--> Visual Analytics for Reservoir Analogues

AAPG ACE 2018

Datapages, Inc.Print this page

Visual Analytics for Reservoir Analogues

Abstract

Geoscientists often deal with incomplete reservoir data when making business-critical decisions. One of the most common strategies is to use available known information from similar reservoirs (analogues) to better estimate the unknown information. However, there is a lack of analytics and visual tools for oil & gas industry that facilitate the investigation of similarities and analogies. Furthermore, for experts, facts that support their decisions are paramount for their daily work; thus, systems that work with artificial intelligence (AI) must enable to recover evidence that helps to explain the results. In this work, we present a workflow that brings the knowledge of the geoscientist along with AI. It applies machine learning (ML) algorithms to go through extensive datasets of reservoir characterization, allowing and empowering experts to visually explore such datasets, retrieve analogs, estimate unknown parameters and thus make better-informed decisions.

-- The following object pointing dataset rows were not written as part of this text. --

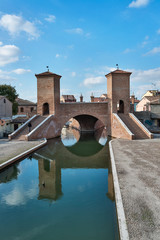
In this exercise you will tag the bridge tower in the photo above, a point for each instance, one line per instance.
(118, 91)
(48, 93)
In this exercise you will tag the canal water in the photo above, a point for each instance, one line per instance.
(64, 191)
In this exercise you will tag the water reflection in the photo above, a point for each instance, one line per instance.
(55, 156)
(58, 194)
(9, 174)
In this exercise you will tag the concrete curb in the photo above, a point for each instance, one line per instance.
(123, 231)
(21, 155)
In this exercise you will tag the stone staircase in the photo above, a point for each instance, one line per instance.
(34, 122)
(133, 127)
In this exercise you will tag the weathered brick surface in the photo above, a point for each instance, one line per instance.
(48, 91)
(118, 130)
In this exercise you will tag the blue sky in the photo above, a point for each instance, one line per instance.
(80, 40)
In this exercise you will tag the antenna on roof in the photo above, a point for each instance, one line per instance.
(47, 68)
(117, 66)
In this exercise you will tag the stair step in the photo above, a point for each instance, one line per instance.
(133, 127)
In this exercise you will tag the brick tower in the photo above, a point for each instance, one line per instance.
(118, 91)
(48, 93)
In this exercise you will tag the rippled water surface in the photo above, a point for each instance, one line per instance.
(64, 191)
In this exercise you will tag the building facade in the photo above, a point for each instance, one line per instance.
(26, 107)
(5, 107)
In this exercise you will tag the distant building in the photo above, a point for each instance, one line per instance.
(133, 103)
(102, 98)
(146, 103)
(5, 107)
(67, 98)
(26, 107)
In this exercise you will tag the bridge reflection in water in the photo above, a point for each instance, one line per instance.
(60, 192)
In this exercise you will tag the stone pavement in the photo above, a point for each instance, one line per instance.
(11, 149)
(138, 169)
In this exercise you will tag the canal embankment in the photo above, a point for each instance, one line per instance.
(11, 151)
(137, 169)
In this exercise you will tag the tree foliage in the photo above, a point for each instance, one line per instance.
(11, 94)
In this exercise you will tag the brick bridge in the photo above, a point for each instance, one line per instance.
(114, 115)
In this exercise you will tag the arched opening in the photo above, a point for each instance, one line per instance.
(22, 109)
(85, 129)
(45, 109)
(120, 106)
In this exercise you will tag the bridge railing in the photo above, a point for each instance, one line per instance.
(18, 130)
(119, 128)
(143, 128)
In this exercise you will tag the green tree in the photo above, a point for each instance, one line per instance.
(11, 94)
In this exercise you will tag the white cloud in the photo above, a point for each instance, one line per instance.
(139, 3)
(15, 24)
(8, 54)
(143, 80)
(73, 74)
(19, 196)
(128, 50)
(154, 51)
(51, 18)
(21, 71)
(146, 76)
(94, 81)
(75, 31)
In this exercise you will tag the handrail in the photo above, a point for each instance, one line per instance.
(142, 126)
(28, 135)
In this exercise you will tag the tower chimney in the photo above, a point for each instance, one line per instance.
(92, 98)
(81, 98)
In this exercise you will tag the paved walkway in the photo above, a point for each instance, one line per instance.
(138, 168)
(10, 149)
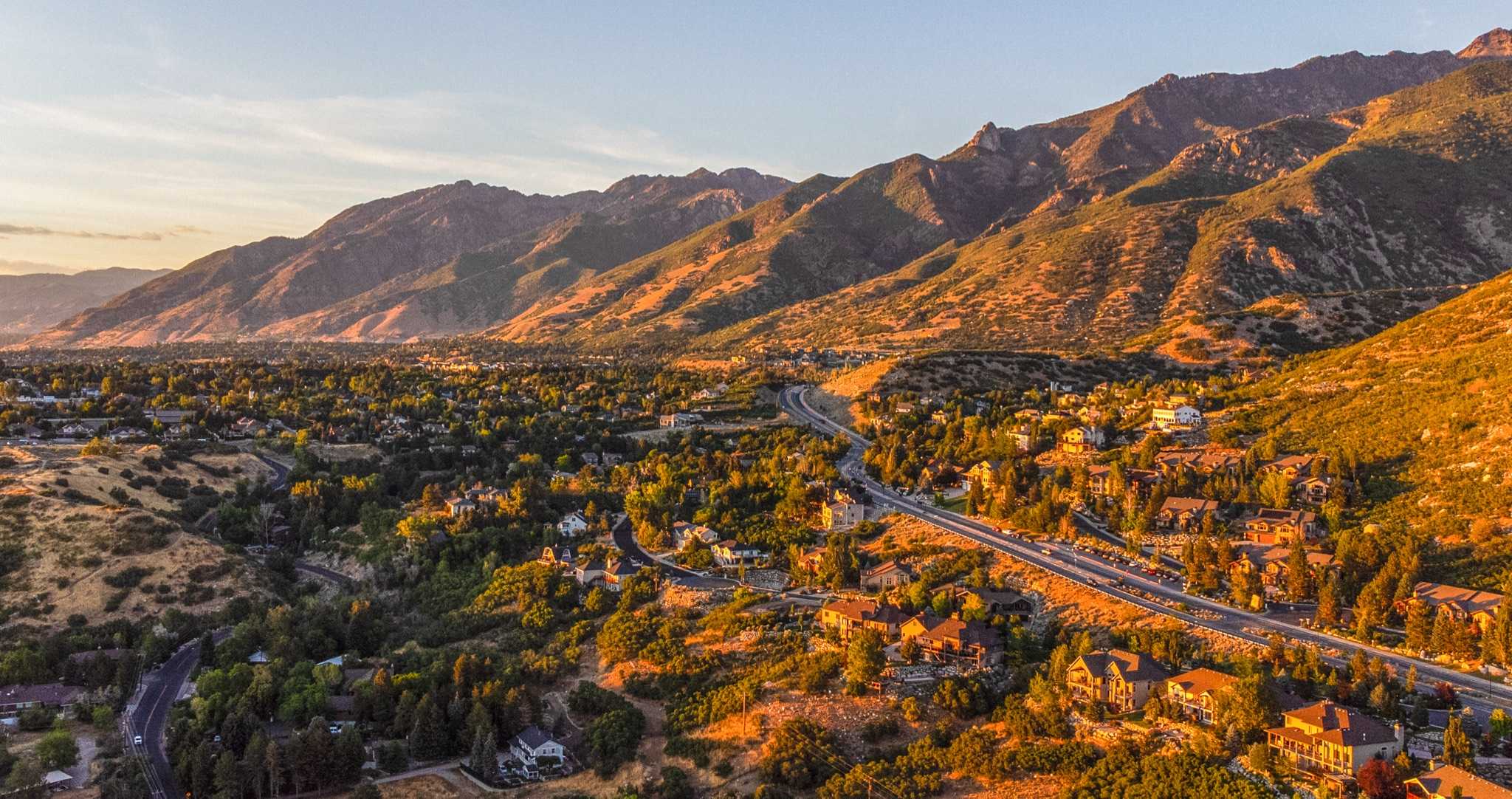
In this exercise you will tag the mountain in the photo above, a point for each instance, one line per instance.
(1168, 220)
(1068, 235)
(1406, 191)
(1425, 409)
(430, 262)
(30, 303)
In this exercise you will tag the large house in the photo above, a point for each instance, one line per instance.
(1333, 741)
(1454, 783)
(1183, 513)
(1465, 606)
(887, 575)
(16, 699)
(1276, 526)
(847, 617)
(1195, 693)
(1115, 677)
(953, 640)
(1175, 416)
(842, 515)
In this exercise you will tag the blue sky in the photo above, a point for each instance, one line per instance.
(150, 134)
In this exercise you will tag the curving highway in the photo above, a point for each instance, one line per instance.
(1063, 560)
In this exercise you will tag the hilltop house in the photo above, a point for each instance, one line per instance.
(1276, 526)
(1465, 606)
(847, 617)
(1454, 783)
(1119, 679)
(1195, 693)
(887, 575)
(1183, 513)
(1333, 741)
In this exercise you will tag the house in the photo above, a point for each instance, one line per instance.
(557, 556)
(682, 533)
(460, 506)
(887, 575)
(847, 617)
(1119, 679)
(534, 747)
(953, 640)
(1083, 439)
(1195, 693)
(842, 515)
(1454, 783)
(1275, 526)
(676, 421)
(1183, 513)
(16, 699)
(985, 474)
(1175, 416)
(572, 526)
(1465, 606)
(1331, 739)
(732, 552)
(1296, 467)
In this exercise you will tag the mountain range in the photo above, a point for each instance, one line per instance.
(1200, 217)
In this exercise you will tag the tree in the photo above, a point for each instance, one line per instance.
(1458, 750)
(58, 750)
(796, 757)
(864, 659)
(1379, 780)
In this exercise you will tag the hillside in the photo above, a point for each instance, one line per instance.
(1403, 193)
(1425, 406)
(430, 262)
(30, 303)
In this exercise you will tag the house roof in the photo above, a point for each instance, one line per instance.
(1446, 778)
(1200, 682)
(1343, 725)
(1467, 600)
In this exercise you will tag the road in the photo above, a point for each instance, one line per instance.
(1063, 560)
(148, 719)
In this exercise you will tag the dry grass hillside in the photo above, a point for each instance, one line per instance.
(76, 543)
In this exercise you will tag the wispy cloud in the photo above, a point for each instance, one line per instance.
(148, 235)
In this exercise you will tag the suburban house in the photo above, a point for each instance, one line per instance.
(1083, 439)
(1465, 606)
(1195, 693)
(842, 515)
(1334, 741)
(676, 421)
(847, 617)
(1296, 467)
(985, 474)
(534, 745)
(1175, 416)
(14, 699)
(732, 552)
(572, 526)
(1275, 526)
(1115, 677)
(682, 533)
(1454, 783)
(953, 640)
(1183, 513)
(887, 575)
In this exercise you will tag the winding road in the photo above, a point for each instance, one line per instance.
(1099, 572)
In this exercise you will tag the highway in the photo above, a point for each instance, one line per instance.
(1063, 560)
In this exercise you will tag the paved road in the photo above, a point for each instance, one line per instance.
(1066, 562)
(148, 719)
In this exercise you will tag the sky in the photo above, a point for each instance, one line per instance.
(151, 134)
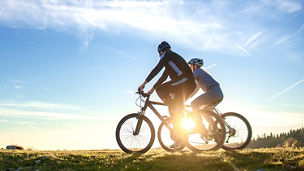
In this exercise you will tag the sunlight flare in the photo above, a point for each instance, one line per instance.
(188, 123)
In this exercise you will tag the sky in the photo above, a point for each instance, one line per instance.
(69, 69)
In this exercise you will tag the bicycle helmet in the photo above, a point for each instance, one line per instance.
(196, 61)
(163, 46)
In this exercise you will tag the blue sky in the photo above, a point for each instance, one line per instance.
(68, 69)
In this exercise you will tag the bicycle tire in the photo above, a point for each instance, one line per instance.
(122, 144)
(161, 140)
(219, 137)
(248, 128)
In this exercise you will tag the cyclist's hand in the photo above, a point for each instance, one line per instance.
(141, 87)
(151, 91)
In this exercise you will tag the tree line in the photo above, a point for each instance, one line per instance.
(293, 138)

To proof the power of the proposed workflow, we implemented a system that geo-located the reservoirs on a map enabling experts to inspect and explore visually the data giving them insights about it. RAVA (Reservoir Analogues Visual Analytics) is an interactive system that allows users to explore a reservoir database and estimate unknown information of a target reservoir by automatically identifying analogues. Our workflow enables the experts to enter with their knowledge in all critical steps and test what-if scenarios. The similarity function, which defines the set of analogues, can be determined according to the final goal. For instance, the set of similar reservoirs appropriated to gather information about EOR techniques probably is different from those suitable to study porosity curves; thus, the system allows for the expert to set the similarity function for each scenario. Additionally, we create a method to examine the influence of each parameter on the analogues set. This technique enables the users to understand the reservoir's similarity characteristics more deeply. Finally, the user may explore the analogues list by a set of filters, such as establishing a similarity threshold or a range of parameter values that the analogues must fall in. Users may see the parameter distribution of the filtered analogues, analyzing the distribution to aid in the decision-making.